How to delegate simple reports to the robot. Writing a bot in Python and Google BigQuery

Original author: Dzaky Widya Putra
  • Transfer


Do you have tasks that are repeated day after day, from week to week? For example, writing reports. You request data, conduct analysis, visualize (make graphs, charts), and then send it to the boss. But what if all this is automated?

In this tutorial, we will create a bot for Telegram that will help automate reporting. And the coolest thing is that the entire program will consist of only 50 lines of code!
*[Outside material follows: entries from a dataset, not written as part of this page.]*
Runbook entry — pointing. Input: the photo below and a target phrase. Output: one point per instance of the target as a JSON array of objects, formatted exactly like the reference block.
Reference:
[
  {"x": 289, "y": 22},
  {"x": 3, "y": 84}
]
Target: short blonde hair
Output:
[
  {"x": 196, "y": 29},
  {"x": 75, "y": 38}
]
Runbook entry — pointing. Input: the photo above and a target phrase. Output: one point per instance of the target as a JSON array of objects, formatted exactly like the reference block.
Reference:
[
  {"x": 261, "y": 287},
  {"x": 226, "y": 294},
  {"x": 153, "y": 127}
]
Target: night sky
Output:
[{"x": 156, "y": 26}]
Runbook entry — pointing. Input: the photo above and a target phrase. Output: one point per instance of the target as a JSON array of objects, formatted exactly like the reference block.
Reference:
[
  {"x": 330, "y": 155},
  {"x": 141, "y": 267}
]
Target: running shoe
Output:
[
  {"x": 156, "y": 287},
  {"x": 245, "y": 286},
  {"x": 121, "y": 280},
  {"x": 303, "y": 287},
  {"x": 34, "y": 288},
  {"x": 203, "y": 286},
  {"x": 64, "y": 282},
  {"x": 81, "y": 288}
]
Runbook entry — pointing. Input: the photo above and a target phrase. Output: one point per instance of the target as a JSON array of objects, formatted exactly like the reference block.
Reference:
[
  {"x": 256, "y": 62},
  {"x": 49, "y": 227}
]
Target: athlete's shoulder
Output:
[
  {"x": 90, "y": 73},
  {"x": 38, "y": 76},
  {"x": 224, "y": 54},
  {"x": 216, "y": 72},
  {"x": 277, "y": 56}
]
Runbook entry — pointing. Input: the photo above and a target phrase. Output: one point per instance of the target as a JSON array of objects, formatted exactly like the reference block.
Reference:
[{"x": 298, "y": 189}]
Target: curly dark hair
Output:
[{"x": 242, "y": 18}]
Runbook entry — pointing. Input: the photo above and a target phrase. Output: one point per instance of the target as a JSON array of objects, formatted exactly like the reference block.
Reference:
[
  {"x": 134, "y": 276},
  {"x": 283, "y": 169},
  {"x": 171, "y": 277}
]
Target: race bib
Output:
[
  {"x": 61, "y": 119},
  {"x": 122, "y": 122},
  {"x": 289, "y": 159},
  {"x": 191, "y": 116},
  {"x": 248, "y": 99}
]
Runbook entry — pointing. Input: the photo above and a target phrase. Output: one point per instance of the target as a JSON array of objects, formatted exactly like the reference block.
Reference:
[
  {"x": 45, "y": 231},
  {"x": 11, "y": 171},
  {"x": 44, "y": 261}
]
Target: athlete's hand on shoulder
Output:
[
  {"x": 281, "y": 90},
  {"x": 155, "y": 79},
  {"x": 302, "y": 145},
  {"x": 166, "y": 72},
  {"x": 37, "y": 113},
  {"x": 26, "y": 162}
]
If you are creating a bot for Telegram for the first time, then you should read this post here .

Skillbox recommends: A hands-on course Python developer from scratch .

We remind you: for all readers of “Habr” - a discount of 10,000 rubles when registering for any Skillbox course using the “Habr” promo code.

Getting down


Installing libraries

We will use google-cloud-bigquery to get data from Google BigQuery. matplotlib , numpy and pandas will help to visualize the data. python-telegram-bot will send the finished data to Telegram.

pip3 install google-cloud-bigquery matplotlib numpy pandas python-telegram-bot

Connect the Google BigQuery API

If we want to use the service, we need to connect the Google BigQuery API. To do this, go to the Google Developers Console and create a new project (or select an existing one).

In the control panel, select ENABLE APIS AND SERVICES and look for the BigQuery API.



Select Enable to connect the API.



Create an account key.

Go to the Google Developers Console again , select the Credentials, Create credentials and Service account key tabs.

Then - New service account, and in the Service account name field, enter the name.

From the Role drop-down list, select Project> Owner, then Create.



A file that will automatically load is called creds.json.

We expose GOOGLE_APPLICATION_CREDENTIALS, indicating the path to creds.json in the terminal.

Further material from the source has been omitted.